# Stable blanket or Turn out blanket?



## paintluver (Apr 5, 2007)

Ok, I was reading the differences between the two. But my question is which would be better for my horses? They are outside all day and we live in Minnesota (Cold, wet winters) So which one do you think is better for winter? *Or any other suggestions*


----------



## sillybunny11486 (Oct 2, 2009)

turnout is ment for turnout situations, stable is ment for stall use. Go to the tack shop and look at them. The stable blankets are usually less expensive as they arent made out of heavy duty material and arent waterproof and lighter. Turnout blankets are ment to stand up to horses playing out in the field and getting dirty. What like to do is get a turnout sheet and put that over a stable blanket. When the horse is stalled take the sheet off, when the horse is going out have it put back on.


----------



## paintsrule (Aug 20, 2009)

Well if they were turned out all the time wouldnt a turn out blanket work out best? I know nothing about blankets but the names of the two seem to say: stable blanket for stable, turn out for turn out.  But i could be wrong and misinterpreting things.


----------



## sillybunny11486 (Oct 2, 2009)

If your horse is out all the time, or they dont change blankets a turnout is best. 

I love saxon brand. its inexpensive and durable. dont wash your blankets in the wash, unless you rewaterproof them, which is best do get done professionally. I just hose them off a few times inside and out.


----------



## horseoffire (Apr 7, 2009)

If they are out all the time they need a turnout blanket. If they are inside they need a stable blanket.


----------



## heyycutter (Sep 26, 2009)

youll want a turnout blanket.
and youll want to choose which weight you want
they come in light weight (sheet), medium and heavy
id recomend a medium because its not overly warm, but you can always layer blanket liners under, like fleece sheets to make them warmer, thats what i do


----------



## paintluver (Apr 5, 2007)

Ok, that makes sense.

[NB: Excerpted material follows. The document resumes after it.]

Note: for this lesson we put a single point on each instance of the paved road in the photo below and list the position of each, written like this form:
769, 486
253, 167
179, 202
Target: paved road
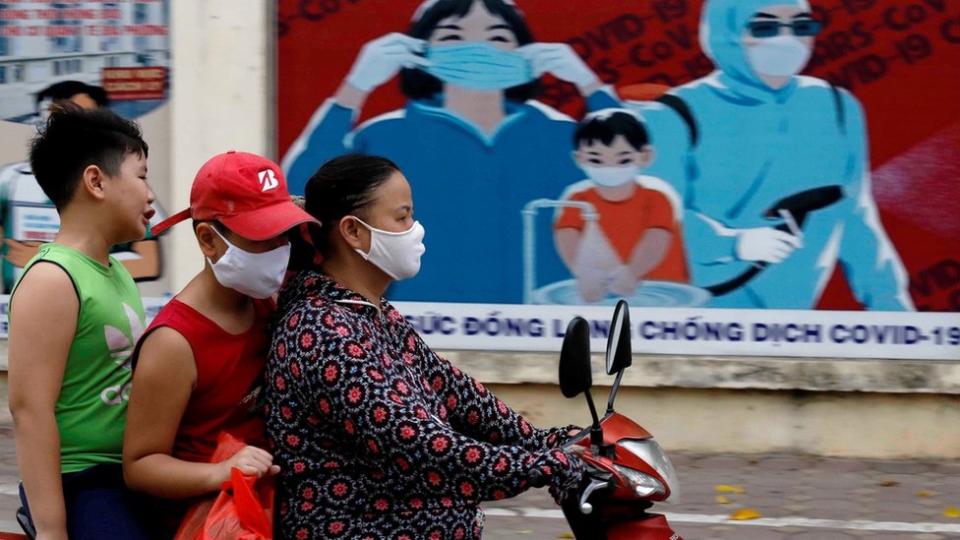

I was just also wondering do most of them come water proof, and if not how do I do that? (Like who would waterproof blankets *Like what sillybunny was saying*)


----------



## PaintHorseMares (Apr 19, 2008)

paintluver said:


> I was just also wondering do most of them come water proof, and if not how do I do that? (Like who would waterproof blankets *Like what sillybunny was saying*)


Turnouts are generally water proof, but make sure it says that and not just water resistant.

I know it gets mighty cold in MN, but also consider the weight (light/medium/heavy) carefully. Assuming your horse is not clipped, with any blanket you'll need to make sure you take it off whenever it's 'warm' since horses can quickly become over heated with blankets. For horses with a good winter coat, many folks will use water proof turnout sheets instead of blankets to protect from the water and wind, which chills them the most, and they can generally be left on all the time.


----------



## paintluver (Apr 5, 2007)

WEll Romeo has a nice coat, but when he is wet he gets miserable. And Demi has a pretty good coat, it is a lot less thick than Romeo's (But he gets a crazy thick one!) 
Maybe I will get him a waterproof stable blanket? And Demi a turn out blanket or something?


----------



## KristinJ (Dec 24, 2009)

Get both of your horses waterproof turnout sheets. If you are worrying about the cold get a stable blanket in medium weight. You can put in UNDER the waterproof sheets. 

Stable blankets are NOT waterproof/resistant. If you want to use them you must put a waterproof sheet over.


----------



## Ridehorses99 (Dec 23, 2009)

I also sprayed all my turnout blankets with Scotchguard to add some extra protection against wet weather.


----------